MONTEREY JAZZ FESTIVAL, Canada, 18-20 September
The longest-running jazz festival in the world is now in its 52nd year. The event is a three-day celebration of jazz, with more than 500 artists appearing on nine stages spread throughout 20 acres of grounds in historic downtown Monterey. Artists including Jamie Cullum, Herbie Hancock and Kurt Elling have played the festival. It’s educational too – go to the website www.montereyjazzfestival.org for the list of opportunities.
IBIZA ROCKS, Ibiza, 31 May-9 September
Ever since live rock gigs made their mark as a fresh addition to the dance music of Europe’s party island in 2005, they have become a regular fixture in the live music calendar. Ibiza Rocks turned into more of a festival two years ago and gigs now take place every Tuesday at various locations on the island. Arctic Monkeys, Mark Ronson, Foals, and Dizzee Rascal have all played the island. Now expect to see a more limited range of guitar bands play. Young gig-goers will be attracted by The Rascals, The Enemy, The Fratellis, The Wombats and the Courteeners. May last year saw the Ibiza Rocks hotel open and this year they are launching a new after-show club night.
ICELAND AIRWAVES, Iceland, Reykjavik, October
Despite the country’s economic woes, Iceland’s annual Airwaves went ahead in 2008. Like SXSW and our own Great Escape and Camden Crawl, it’s a showcase of new and upand- coming acts alongside some of the biggest stars, playing in dozens of venues across the city. It’s a chance to check out indie, rock and pop bands and the natural setting of Reykjavik with its geysers, waterfalls, natural spas, lava fields and hip hangouts.
GLOBAL GATHERING, tours Australia in November
It started off in Long Marston Airfield, near Stratford-Upon-Avon, as a one-day electronic music event and has since established itself as the world’s premier dance festival, drawing the biggest names in commercial dance music. It has since toured to countries including America, Poland, Malaysia, Russia, Turkey and New Zealand. Its British expansion to a two-day camping festival saw it broaden out to include some rock acts, but the Australian one-dayers which take place in Melbourne, Perth, Brisbane, and Sydney in November are a dance affair only. Last year’s bill featured Kraftwerk, Mark Ronson, Gorillaz and Sound System.

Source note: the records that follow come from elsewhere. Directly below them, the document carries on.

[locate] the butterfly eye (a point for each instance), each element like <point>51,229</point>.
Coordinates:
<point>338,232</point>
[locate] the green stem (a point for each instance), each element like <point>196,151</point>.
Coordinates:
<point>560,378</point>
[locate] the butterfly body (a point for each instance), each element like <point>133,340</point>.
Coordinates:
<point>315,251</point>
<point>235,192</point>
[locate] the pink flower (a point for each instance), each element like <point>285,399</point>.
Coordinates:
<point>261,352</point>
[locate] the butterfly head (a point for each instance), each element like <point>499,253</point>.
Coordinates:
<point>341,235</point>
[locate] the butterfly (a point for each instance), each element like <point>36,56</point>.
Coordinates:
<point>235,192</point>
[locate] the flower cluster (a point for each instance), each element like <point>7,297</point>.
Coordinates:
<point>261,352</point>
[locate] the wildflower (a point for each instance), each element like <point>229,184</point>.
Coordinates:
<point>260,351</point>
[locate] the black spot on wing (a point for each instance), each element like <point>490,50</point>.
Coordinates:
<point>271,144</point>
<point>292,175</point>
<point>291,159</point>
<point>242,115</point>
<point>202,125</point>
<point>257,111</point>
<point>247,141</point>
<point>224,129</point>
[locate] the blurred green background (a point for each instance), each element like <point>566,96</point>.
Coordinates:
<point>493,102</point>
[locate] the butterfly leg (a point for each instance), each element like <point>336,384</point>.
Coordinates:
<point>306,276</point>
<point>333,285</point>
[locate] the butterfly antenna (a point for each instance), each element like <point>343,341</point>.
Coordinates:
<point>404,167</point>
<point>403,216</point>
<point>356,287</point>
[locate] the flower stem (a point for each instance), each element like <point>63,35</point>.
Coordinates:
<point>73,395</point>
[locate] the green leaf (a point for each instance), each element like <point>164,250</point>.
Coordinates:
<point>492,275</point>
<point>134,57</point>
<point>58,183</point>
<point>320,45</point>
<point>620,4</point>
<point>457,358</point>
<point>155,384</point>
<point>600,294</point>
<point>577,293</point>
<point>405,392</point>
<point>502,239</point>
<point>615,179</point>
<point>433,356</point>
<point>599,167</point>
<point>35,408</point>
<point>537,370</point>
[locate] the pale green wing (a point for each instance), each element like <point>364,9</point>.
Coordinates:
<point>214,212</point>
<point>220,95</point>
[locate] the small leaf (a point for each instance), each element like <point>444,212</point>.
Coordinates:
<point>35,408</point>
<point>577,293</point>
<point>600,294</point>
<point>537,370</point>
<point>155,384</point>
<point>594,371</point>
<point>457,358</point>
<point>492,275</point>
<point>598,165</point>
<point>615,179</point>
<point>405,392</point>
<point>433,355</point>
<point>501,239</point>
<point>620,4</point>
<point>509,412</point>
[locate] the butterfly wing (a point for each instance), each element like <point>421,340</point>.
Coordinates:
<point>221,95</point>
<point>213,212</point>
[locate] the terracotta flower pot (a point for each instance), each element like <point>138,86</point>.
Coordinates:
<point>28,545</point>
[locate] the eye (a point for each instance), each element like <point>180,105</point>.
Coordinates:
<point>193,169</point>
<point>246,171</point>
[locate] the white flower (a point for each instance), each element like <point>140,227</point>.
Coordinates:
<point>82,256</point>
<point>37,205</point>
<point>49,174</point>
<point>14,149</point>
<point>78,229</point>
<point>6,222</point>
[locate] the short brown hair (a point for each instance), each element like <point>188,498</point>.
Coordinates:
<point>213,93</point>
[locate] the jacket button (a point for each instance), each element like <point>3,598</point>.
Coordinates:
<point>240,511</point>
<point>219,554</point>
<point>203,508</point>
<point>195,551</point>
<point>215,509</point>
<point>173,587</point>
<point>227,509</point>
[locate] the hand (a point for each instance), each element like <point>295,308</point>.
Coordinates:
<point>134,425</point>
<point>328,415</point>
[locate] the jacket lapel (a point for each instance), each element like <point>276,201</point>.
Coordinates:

LAKE OF STARS, Malawi, mid-January
Plan ahead for this five-year-old festival which takes place in the heart of Africa on the shores of its third largest lake, Lake Malawi, named “lake of stars” by explorer David Livingstone in the mid-19th century. Set up by Brit, Will Jameson, who spent his gap year in Malawi, the bill across the two stages combines local and European acts and the diverse music policy of this growing festival incorporates Afropop, reggae, folk, beatboxers as well as internationally renowned DJs. Along with camping spots, dorm beds and private rooms are available at tiny prices.
FESTIVAL IN THE DESERT, Essakane, Mali, January
Situated two hours from Timbuktu in the Sahara, this is one of the world’s most remote festivals. Created in 2001, the festival stems from the traditional Tuareg festivities in which dance, poetry, camel rides and games represented a place for decision making and exchanging information among the communities. Today the festival attracts some of the biggest names in Malian music, along with nomadic tribesmen and a sprinkling of western bands that bridge the gap between the cultural tradition and modernity – and blend together seamlessly.